Firestore Tips #1 & #2: How to Play God in Firestore, and Firestore vs. SQL

Plus: Why going against the alphabet makes queries easier

Long before Firestore made it into the toolkit of Google Tag Manager’s Server-Side offering, it was a powerful document database. Working with Firestore for some years now, I want to share simple tips that may help you avoid the same mistakes I made. First though, I will compare Firestore with classical SQL-style databases.

“God in a Firestore” (OpenAI DALL·E)

Part 2 is out: Read about the properties every Firestore document needs and how to handle concurrent updates to documents.
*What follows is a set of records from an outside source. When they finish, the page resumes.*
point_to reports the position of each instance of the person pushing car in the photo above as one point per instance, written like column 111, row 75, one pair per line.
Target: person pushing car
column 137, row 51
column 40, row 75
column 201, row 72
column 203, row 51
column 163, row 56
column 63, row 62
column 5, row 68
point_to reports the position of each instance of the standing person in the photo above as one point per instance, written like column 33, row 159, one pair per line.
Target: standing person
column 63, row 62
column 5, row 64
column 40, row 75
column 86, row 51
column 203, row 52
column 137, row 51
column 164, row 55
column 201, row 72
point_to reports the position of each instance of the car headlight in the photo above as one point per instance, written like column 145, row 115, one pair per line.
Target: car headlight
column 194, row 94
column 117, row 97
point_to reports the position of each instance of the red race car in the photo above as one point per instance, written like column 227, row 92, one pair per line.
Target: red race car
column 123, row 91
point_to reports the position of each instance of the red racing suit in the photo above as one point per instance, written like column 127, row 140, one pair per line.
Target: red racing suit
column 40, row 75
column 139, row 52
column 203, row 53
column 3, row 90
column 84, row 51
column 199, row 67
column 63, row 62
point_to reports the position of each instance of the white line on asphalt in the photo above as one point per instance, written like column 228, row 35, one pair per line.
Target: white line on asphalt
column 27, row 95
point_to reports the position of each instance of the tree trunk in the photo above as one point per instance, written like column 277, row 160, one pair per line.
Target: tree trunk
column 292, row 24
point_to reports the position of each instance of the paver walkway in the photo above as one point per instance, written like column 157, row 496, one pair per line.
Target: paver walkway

Firestore vs. classical SQL databases/BigQuery

I have been using Firestore for 3 years now. It has become an integral part of all my Google Cloud Platform data flows (e.g. for the Adobe Analytics Component Manager for Google Sheets). However, understanding the difference between Firestore and classical SQL databases was at first not that easy. After all, both are “databases”, right?

Google Cloud Firestore is a super-fast document database, i.e., it is not a relational database where multiple tables can be joined by common identifiers (like MySQL databases). It is also not like BigQuery, a column-oriented Data Warehouse. You can imagine Firestore like a big container of documents, where each document is like its own JS object/Python dictionary. The structure of each document is completely flexible: Document 1 may have 3 keys “saladType”, “sausageType” and “cheeseType”, which have all string values. Document 2 may have just “sausageType”, but the value is not a string, but an array of objects (even though that would likely be dumb, it is possible). Document 2 could also have some additional keys (e.g. “houseAddress” and “schoolAddress”).

That is the total opposite to a rigid relational or BigQuery-style SQL database where you need to clearly define each column (closest equivalent to “key”) and its data type (string, number, map etc.). Sending in a row with a column that has not been defined? Error. A column’s value does not adhere to the defined data type? Error.

Not in Firestore. That makes it perfect to store unnormalized, i.e. flexible, semi-structured or highly nested data.

Looking at a Firestore document that contains a data layer error event. Every data layer event has a different payload, so the variables and properties inside of each document can vary massively.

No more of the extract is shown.